Cette volonté d’aller de l’avant s’illustre dans les détails. Lors du dîner, dans un « climat chaleureux », l’orchestre de l’Armée Populaire de Libération à interprété deux titres de Carla Bruni-Sarkozy : Tout le monde est une drôle de personne, que l’on entendait entonné par les choeurs avant même que le couple présidentiel arrive dans l’austère Palais du Peuple, et La noyée. La première dame, dont l’apparition a provoqué la ruée des journalistes, a trouvé « merveilleux d’être en Chine » pour la première fois. Elle se rend mardi avec son époux sur la Grande muraille.
Insistant sur le rôle nouveau du pays dans les questions internationales, le président français a déclaré : « Nous avons besoin d’une Chine qui exerce toutes ses responsabilités et occupe toute sa place » dans le monde du XXIe Siècle.
Il pensait notamment au dossier du nucléaire iranien, évoqué pendant l’entretien, alors que les Occidentaux font pression sur Pékin pour qu’elle accepte une nouvelle série de sanctions. « La Chine veut donner toute sa chance au dialogue. La France le comprend » a déclaré le président français. Toute la question sera de savoir quand voter des sanctions, a-t-il relevé, or « chacun est convaincu que ce moment approche ». La Chine perdra-t-elle patience si la médiation du président brésilien Lula, qui se rendra à Téhéran mi-mai, échoue ?
Sur le plan bilatéral, Nicolas Sarkozy et Hu Jintao se sont montrés demandeurs de nouveaux projets de coopération dans des secteurs tels que l’environnement, les services financiers ou encore l’agro-alimentaire. Alors que Pékin veut mise désormais sur son soft power, le président chinois a souhaité développer les échanges d’étudiants, l’apprentissage des langues ainsi que les partenariats dans le « domaine des médias ».
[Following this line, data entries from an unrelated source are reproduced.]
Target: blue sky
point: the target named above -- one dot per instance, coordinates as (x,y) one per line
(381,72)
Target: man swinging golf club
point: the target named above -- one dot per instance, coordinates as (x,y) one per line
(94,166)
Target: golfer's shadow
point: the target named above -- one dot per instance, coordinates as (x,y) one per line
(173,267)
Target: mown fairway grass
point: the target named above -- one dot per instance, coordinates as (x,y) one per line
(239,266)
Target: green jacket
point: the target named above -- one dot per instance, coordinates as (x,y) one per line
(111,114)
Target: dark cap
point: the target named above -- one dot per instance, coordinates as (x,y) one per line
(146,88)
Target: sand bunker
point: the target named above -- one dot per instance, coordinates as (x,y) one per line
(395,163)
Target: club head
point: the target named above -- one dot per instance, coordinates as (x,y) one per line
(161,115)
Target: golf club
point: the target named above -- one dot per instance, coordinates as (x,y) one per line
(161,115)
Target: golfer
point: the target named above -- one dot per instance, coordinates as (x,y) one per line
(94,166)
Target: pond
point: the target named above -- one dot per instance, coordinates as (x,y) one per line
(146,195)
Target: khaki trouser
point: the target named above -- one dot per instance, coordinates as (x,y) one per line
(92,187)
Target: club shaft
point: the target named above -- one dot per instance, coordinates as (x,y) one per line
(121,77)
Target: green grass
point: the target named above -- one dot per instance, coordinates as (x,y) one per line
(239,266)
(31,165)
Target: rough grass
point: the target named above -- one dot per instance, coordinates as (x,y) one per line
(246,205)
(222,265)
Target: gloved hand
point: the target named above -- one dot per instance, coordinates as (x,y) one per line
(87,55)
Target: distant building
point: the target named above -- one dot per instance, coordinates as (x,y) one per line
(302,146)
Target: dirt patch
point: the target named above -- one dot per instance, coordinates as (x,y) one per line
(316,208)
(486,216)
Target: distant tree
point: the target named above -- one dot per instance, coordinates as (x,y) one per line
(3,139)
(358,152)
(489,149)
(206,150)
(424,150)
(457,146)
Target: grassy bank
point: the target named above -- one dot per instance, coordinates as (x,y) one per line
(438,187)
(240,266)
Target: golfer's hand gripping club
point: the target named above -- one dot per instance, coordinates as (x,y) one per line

Pourtant, les grandes entreprises françaises n’ont pas signé de contrats miraculeux. Nicolas Sarkozy s’est fait le représentant de la filière nucléaire française. Il a jugé que le chantier de l’EPR « fonctionne très bien » et a proposé l’ouverture de nouvelles tranches du réacteur de troisième génération développé par Areva et dont la construction à démarré à Taishan, dans la province méridionale du Guangdong.
Sur la question sensible du niveau du yuan, que les grands partenaires commerciaux de la Chine aimeraient voir réévalué, Nicolas Sarkozy n’a pas souhaité froisser ses hôtes, jugeant « parfaitement improductif de s’accuser les uns les autres ». L’approche coopérative est donc favorisée, d’autant que la remontée du renminbi est évoquée par des responsables de la banque centrale depuis quelques temps.
Restent les question qui fâchent : les droits de l’Homme et le Tibet, qui avaient causé la brouille entre les deux partenaires. En décembre, François Fillon avait jugé qu’elles étaient du ressort de l’Union Européenne. Ont-elles été évoquées cette fois-ci ? « Bien sûr », répond brièvement l’ex-Premier ministre Jean-Pierre Raffarin. Mais sur ces sujets, impossible d’en savoir plus.